Lesson learned 1. Embracing opportunity marketplaces represents a truly fundamental shift in how most organizations can maximize returns on human capital investment.
- It recognizes the workforce as a uniquely human resource.
- It demands a shift in core workforce management practices such as workforce planning and deployment, and performance management and development.
Lesson learned 2. Leaders accustomed to compliance and control should lead through influence and create options for workers — in much the same way that companies attract and create options for customers.
Lesson learned 3. Practices that support workers’ growth within the company and the promotion of top talent should be driven by opportunity rather than prescribed career paths.

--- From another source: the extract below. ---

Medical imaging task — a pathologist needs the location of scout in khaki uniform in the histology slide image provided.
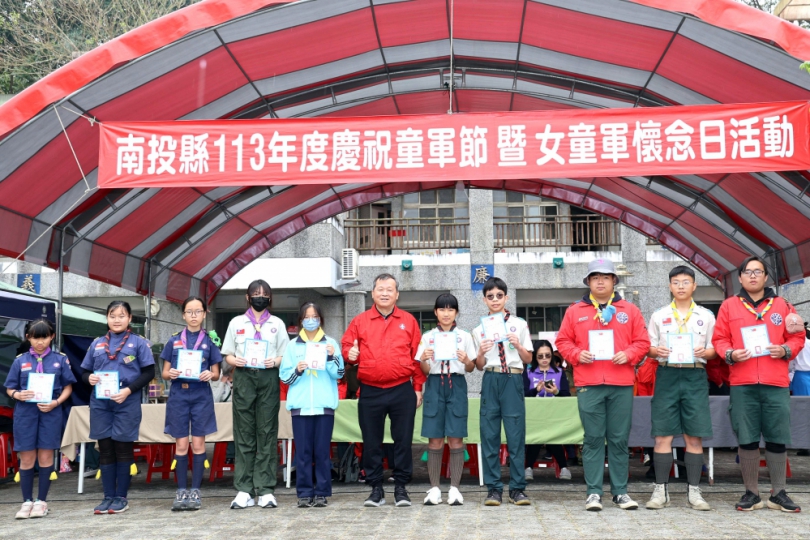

- With this opportunity approach, organizations and their people are better able to recognize that their mutual success depends on ever-smarter investment in themselves and each other.
Lesson learned 4. The return on investment in this new approach will depend substantially on an understanding of and a focus on the human and technical foundations of opportunity marketplaces: workforce behaviors and expectations, management incentives, data and analytics, machine learning and platforms, and apps.
Lesson learned 5. Lesson learned 4 plays a critical role in organizing and refining opportunity, and making it accessible.
Lesson learned 6. As machines and algorithms become smarter, the options for productive opportunities are likely to increase.
Lesson learned 7. With the right investments in digital tools, leadership, and culture, opportunity marketplaces become complex and adaptive systems that enable workers across the organization to create more value, impact, and personal meaning.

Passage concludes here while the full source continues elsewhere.